Pharyngitis - often simply referred to as a sore throat - is inflammation of the pharynx, the portion of the throat that lies just beyond the back of the roof of the mouth and stretches to the Adam's apple (pharynx). It usually occurs when viruses (or sometimes bacteria) from a cold, flu, or sinus infection involve the throat.
Pharyngitis is very common but rarely serious. Most cases clear up on their own after three to ten days and require no therapy other than pain relievers to ease the discomfort. Rarely, though, tissues may swell considerably and obstruct breathing - a life-threatening condition.
In addition, strep throat (caused by streptococcal bacteria) requires antibiotics to prevent complications, including rheumatic fever, a condition that can permanently damage the heart valves.
Diphtheria is a rare but serious bacterial variety of pharyngitis.
Pharyngitis appears in three forms - nonexudative, exudative, and ulcerative:
Nonexudative - although group A streptococci may cause nonexudative pharyngitis, viruses are by far the most common causative agents of this group.

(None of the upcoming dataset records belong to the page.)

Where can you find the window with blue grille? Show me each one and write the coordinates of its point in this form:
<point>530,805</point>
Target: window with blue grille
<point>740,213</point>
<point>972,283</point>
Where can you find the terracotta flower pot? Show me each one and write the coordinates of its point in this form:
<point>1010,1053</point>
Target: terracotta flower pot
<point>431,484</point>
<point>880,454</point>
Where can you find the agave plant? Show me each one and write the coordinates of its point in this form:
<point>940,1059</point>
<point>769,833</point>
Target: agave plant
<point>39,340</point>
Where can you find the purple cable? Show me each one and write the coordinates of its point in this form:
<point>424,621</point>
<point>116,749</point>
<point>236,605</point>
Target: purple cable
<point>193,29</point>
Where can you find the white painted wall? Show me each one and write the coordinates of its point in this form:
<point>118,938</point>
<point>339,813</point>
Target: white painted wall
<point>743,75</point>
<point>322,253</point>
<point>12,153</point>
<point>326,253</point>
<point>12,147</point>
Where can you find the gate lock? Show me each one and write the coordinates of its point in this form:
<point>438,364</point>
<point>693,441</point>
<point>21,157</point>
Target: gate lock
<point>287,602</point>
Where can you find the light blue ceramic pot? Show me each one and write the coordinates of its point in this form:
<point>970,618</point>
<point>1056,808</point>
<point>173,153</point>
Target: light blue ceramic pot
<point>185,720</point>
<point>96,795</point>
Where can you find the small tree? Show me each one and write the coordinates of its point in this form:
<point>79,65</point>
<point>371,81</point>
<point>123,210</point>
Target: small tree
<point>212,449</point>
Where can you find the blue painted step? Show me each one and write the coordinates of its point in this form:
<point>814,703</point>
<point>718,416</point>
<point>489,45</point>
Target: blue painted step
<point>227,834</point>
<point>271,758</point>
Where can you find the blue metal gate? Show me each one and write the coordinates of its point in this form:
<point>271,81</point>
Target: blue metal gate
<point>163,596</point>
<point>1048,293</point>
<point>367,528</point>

Exudative - group A streptococcus is the most common bacterial cause of exudative and nonexudative pharyngitis. Beta-hemolytic streptococci in groups C and G have also been associated with exudative pharyngitis and tonsillitis.
Ulcerative - coxsackievirus A and herpes virus are the most common cause of ulcerative pharyngitis. Vincent's angina due to fusobacteria and poor oral hygiene may also cause ulcerative pharyngitis that is associated with malaise and low-grade fever. The most common finding is a unilateral tonsillar ulceration with a gray necrotic membrane.
The most common symptoms are:
- Sore or red, raw throat
- Difficulty speaking or swallowing
- Tender, swollen lymph nodes (glands) in the neck
Symptoms such as sore throat or fever can be treated with nonprescription pain relievers such as aspirin. Gargling with a half teaspoon of salt dissolved in a glass of warm water or using antiseptic lozenges or sprays may provide temporary relief.
Antibiotics are prescribed for pharyngitis caused by bacteria. These drugs are effective in killing bacteria, and certain other organisms, but not viruses.
If the diagnosis is strep throat, it is very important to continue the antibiotics for at least 10 to 14 days, even if sore throat and other symptoms subside, to assure that all the bacteria are eliminated. Strep infection can lead to rheumatic fever and damage to the heart valves.
Pharyngitis caused by viruses clears up on its own; antibiotics are not effective against viral infections, so treatment is aimed at easing symptoms. One should not smoke and alcohol intake should be curbed because smoke and alcohol irritate the throat.
Persistent pharyngitis caused by exposure to toxic fumes, air pollution, or industrial chemicals is treated by reducing or eliminating exposure to the noxious agents.
What type of pharyngitis is it?
Is it bacterial or viral?
Is it serious?
Will antibiotics help?
Is there a risk of rheumatic fever?
What can be done to alleviate the symptoms?